Radioisotopes—A Potential Means of Evaluating the Host Specificity of Phytophagous Insects

1968 
When a single plant of alligatorweed, Alternanthera phylloxeroides (Mart.) Griseb. (Amaranthaceae), was tagged with a 0.5-mc solution of P32 (about 1×10−7M) the radioactive material translocated to the leaves and meristematic tissues via the root system in 48 hours under continuous light.
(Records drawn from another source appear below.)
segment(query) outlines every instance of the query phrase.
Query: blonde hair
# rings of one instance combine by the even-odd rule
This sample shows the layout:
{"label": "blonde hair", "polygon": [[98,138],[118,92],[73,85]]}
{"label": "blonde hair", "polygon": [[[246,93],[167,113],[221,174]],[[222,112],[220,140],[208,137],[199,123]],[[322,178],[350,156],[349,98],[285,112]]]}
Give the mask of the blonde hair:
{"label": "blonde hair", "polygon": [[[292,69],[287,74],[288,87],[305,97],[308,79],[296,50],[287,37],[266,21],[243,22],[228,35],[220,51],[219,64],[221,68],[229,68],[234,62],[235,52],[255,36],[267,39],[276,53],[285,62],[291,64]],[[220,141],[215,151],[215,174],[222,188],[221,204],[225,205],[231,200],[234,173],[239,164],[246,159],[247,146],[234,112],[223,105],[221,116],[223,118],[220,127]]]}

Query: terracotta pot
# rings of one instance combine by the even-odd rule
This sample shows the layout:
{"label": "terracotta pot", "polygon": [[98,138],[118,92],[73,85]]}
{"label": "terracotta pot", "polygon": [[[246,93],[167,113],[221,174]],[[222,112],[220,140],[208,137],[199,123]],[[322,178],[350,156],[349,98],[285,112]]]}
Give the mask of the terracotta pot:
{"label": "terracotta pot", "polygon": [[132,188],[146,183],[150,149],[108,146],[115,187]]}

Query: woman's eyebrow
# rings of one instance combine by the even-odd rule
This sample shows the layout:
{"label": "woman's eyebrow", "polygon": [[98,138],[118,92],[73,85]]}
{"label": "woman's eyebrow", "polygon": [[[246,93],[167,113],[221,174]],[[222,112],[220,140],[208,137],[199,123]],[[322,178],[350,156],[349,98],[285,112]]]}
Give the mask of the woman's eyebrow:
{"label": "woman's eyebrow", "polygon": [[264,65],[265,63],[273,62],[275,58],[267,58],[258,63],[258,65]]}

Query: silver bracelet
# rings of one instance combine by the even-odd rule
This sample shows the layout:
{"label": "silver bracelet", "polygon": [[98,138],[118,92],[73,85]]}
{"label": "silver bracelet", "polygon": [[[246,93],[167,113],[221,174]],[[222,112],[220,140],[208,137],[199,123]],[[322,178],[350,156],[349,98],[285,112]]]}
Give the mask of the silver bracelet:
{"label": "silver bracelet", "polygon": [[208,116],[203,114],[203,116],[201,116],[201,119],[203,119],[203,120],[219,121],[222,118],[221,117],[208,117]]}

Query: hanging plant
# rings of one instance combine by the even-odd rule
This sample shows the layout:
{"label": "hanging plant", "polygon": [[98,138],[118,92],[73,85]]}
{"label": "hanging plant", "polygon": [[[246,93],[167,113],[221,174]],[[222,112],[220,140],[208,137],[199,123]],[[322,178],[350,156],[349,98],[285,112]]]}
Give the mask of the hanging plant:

Ten of 26 adult male flea beetles of Agasicles , n. sp., starved 4 hours and then held on the plant for 23 hours at a temperature of 24.7°C, 40% relative humidity and under a 12-hour photoperiod had an average count per minute of 9550. Five of 12 adult alligatorweed thrips, suborder Tubulifera, family Phloeothripidae, n. gen. and n. sp., allowed to feed 69 hours on the same plant beginning 35½ hours after completion of the beetle assay, had an average net count per min of 6460. Although the flea beetle was 87.5 times heavier than the thrips, the thrips ingested 2.13 times more P32 per unit weight after corrections were considered. A separate study of the uptake of the alligatorweed showed that 87.2% of the p32 was absorbed within 54 hours, but the concentration in the tissues of old leaves, young leaves, and meristems differed as much as 6:1.